01-29-2018 06:18 PM - edited 01-29-2018 08:06 PM
I am currently working on a creating master file for further SAS Analysis. For the most part, all 4 files are formatted to produce the master file I desire but I cannot seem to bring the files together without losing data.
For starters file 1 is the base and the other 3 files will add to it. The relevant portion of dataset 1 looks like so:
ID From To
1 0 0.5
1 0.5 1
2 0 1
3 0.3 0.7
In dataset 2 is as such:
IDD Off Count
1 0.2 10
1 0.7 5
2 0.5 8
3 0.3 20
Where IDD is the same as ID and Off in between From and To
3/4 are similar in concept and look like so:
ID FROM TO Count2
1 0 1 1.65
2 0 1 2.0
3 0.3 0.7 1.56
ID FROM TO Count3
1 0 1 18547
2 0 1 23506
3 0.3 0.7 6582
Where Count2 and Count are not related. I have tried the following code trying to merge 1 and 2 but the resultant (5) results in huge quantities of sections being lost (3000) observations to (700) observations.

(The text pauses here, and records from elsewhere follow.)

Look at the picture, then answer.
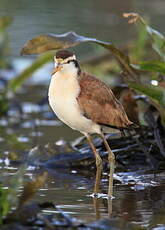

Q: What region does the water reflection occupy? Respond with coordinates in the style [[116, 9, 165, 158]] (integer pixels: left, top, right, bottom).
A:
[[0, 0, 165, 56]]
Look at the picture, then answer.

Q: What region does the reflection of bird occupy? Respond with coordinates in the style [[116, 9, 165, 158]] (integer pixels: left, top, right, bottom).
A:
[[49, 50, 132, 196]]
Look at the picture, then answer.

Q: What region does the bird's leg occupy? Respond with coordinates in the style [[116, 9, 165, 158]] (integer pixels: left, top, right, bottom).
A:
[[85, 134, 102, 194], [101, 133, 115, 198]]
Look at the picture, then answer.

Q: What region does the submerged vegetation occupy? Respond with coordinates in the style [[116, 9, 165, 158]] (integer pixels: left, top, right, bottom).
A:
[[0, 13, 165, 230]]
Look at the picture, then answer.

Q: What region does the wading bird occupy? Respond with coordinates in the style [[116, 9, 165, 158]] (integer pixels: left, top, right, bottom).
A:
[[48, 50, 133, 197]]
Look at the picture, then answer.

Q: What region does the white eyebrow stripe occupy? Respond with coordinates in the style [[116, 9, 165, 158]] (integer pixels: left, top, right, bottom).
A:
[[54, 55, 76, 64]]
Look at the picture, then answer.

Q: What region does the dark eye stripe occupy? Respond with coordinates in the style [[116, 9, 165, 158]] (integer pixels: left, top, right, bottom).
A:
[[66, 60, 72, 63]]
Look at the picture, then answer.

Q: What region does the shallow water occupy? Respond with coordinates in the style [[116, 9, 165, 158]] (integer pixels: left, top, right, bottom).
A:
[[0, 0, 165, 56], [0, 83, 165, 226]]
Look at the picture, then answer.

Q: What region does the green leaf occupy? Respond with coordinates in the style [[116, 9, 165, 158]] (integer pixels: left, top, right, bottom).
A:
[[133, 60, 165, 74], [128, 82, 165, 124], [0, 16, 12, 30], [21, 32, 138, 81], [145, 24, 165, 60], [8, 52, 53, 91]]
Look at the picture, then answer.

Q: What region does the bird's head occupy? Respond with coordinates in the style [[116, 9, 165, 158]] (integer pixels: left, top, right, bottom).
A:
[[54, 50, 80, 74]]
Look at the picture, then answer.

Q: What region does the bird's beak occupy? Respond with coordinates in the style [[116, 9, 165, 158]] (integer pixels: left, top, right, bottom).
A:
[[52, 64, 62, 75]]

proc sql; create table my.5 as select * from my.1 as 1, my.2 as 2 where 1.ID = 2.IDD and 1.From<=2.Off and 1.To >= 2.Off; quit;
Overall I wish the master file to look like:
ID From To Count Count2 Count3
1 0 0.5 10 1.65 18547
1 0.5 1 5 1.65 18457
2 0 1 8 2.0 23506
3 0.3 0.7 20 1.56 6582
01-29-2018 07:14 PM
1) 1 , 2, 3 etc. are not valid SAS data set names OR sql alias
2) Select * doesn't rename any of the variables so you will have issues with multiple From, to and count2 clashing.
I would suggest adding things one at a time until you become more familiar with nesting queries and getting the variables renamed as needed.
See if this works for combining the first two sets:
proc sql; create table first as select a.id,a.from, a.to, b.count from data1 as a left join data2 as b on a.id=b.id and a.from le b.off le a.to ; run;
If that works then use the resulting First as the A set in the next block of code.
You will have to explain the rules involved with deciding that both (0,0.5) and (0.5,1) (in the first set) matches to (0,1) but (0,1) in the first set does not match (0,1) in the third or fourth set.
01-29-2018 08:09 PM
Hello ballardw, thank you very much for your reply and interest in this matter.
1) Yes although I call them 1,2,3 and 4 those are not the original file names, the ones I use work no problem. But to ease confusion let us refer to them as sets: A, B, C, D and E(final).
2) In D I made a mistake I meant to indicate is as Count3
I am working on merging the files one at a time and not all at once.
I will try the code.
Frist in A,C and D ID/IDD is an identifier of a unique portion of a road. That portion is then defined by a continuous length identifier FROM and TO.
In A there are two of the same IDs because another variable(not shown) is different the requiring to split it into 2 sections.
In B only the IDD (where IDD=ID) and at some Off there is a point of interest. Thus the first line in B will only fall into the gap between 0 and 0.5 and not the second and vice versa for the second observation.
Apart from the naming mistake, C and D are the same sections but the Count3 is the only observation and thus there are no splits.